The View of Bar Harbour
From the beach and from the road above, the view southward along the Bar coastline includes the Bar Harbour — the major commercial and ferry port that connects Montenegro to Bari in Italy and that handles the ferry traffic from Dubrovnik and the Dalmatian coast. The harbour’s industrial infrastructure — the cranes, the cargo facilities, the large ferry vessels — is visible from the beach as the specific urban-industrial neighbour of the cove, and the same contrast that applies to Kotor Beach with its cruise ships applies here: a visually dramatic natural beach immediately adjacent to a working port.
The Jadrolinija and Montenegro Lines ferries running to Bari depart from the harbour visible from the beach — the overnight crossing to Italy from the coast that is visible from the red pebbles below.
Red Beach in the Bar Riviera Context
The Bar Riviera — the coastal stretch from Sutomore south through Bar to Ulcinj — has several distinct beach characters. Žukotrlica Beach (covered in the previous article in this series) is the pine-shaded 1-kilometre pebble strip in Šušanj, 2 to 3 kilometres further north. Bar city beach (Topolica) is the 300-metre central town beach, wider but affected by port proximity. Crvena Plaža is the boutique option — small, visually distinctive, more secluded in feel, and the best snorkelling position of the three.

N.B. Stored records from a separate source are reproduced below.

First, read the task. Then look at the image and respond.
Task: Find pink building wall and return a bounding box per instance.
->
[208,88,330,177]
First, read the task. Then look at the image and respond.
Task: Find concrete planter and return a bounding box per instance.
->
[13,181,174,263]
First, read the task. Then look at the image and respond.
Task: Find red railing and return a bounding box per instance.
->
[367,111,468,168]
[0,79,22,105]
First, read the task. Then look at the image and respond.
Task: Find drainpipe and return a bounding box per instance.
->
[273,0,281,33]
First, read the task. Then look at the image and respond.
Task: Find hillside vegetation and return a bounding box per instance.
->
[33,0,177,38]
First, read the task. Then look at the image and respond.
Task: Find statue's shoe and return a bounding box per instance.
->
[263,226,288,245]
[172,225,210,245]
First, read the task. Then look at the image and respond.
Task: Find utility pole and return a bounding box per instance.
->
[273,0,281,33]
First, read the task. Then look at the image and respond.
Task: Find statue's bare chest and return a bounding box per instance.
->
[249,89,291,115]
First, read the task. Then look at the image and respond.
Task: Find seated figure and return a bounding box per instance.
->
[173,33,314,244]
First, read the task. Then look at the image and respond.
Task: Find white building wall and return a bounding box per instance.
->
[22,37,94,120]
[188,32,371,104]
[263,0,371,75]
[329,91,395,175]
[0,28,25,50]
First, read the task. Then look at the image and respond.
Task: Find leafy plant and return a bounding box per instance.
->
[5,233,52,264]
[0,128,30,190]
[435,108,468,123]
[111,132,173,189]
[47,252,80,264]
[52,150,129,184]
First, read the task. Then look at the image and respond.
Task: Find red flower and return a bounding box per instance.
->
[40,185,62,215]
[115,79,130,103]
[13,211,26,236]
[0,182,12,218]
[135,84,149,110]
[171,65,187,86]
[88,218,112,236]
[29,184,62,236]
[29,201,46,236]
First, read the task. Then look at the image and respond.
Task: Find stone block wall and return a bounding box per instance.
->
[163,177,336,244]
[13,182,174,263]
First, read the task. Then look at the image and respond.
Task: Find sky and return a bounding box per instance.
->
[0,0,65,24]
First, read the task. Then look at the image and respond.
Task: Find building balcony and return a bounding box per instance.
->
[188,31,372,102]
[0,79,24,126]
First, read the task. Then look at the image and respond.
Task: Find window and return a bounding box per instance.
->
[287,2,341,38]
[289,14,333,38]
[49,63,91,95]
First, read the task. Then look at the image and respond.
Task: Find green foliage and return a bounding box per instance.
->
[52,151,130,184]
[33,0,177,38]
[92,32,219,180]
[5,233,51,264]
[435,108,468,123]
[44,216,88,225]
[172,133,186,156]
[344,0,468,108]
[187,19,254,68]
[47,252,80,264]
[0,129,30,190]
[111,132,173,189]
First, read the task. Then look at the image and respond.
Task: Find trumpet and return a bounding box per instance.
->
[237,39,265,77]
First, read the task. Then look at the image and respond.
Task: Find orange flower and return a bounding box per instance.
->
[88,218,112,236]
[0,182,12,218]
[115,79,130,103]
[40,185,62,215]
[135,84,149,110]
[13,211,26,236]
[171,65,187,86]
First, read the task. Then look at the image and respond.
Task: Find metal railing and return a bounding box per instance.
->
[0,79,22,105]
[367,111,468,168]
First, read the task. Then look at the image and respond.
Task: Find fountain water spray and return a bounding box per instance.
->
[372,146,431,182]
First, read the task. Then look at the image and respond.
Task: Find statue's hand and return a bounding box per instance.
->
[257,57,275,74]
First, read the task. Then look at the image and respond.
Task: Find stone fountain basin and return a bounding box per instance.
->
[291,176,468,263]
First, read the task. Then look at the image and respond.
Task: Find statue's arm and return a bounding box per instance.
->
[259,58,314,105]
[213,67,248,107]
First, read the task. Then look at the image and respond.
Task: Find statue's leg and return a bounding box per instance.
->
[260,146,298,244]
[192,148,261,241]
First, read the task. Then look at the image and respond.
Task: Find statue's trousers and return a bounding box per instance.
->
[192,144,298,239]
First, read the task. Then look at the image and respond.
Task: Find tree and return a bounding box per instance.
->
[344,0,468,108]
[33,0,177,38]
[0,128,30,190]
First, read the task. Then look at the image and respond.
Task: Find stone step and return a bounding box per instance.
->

Žukotrlica Beach Šušanj Bar is the larger, pine-shaded alternative for visitors who want more space and natural shade than Crvena Plaža’s 600 square metres provides — a 5-minute drive or bus ride north.
Red Beach (Crvena Plaža) between Bar and Sutomore is the 100-metre crimson pebble cove — 600 square metres, red stones that get extremely hot by midday, water shoes essential from arrival to departure, €20 sunbeds, no toilets, steps from the road, bus stop above, a bar under pine trees, the Nereid legend about coral combs and the prohibition on speaking of what was seen, and the best snorkelling of any beach on the Bar Riviera.
Take the bus from Bar and ask for the beach stop. Descend the steps. Bring water shoes and manage the toilet situation before you arrive.
The red pebbles and the clear water will be exactly as every photograph suggests.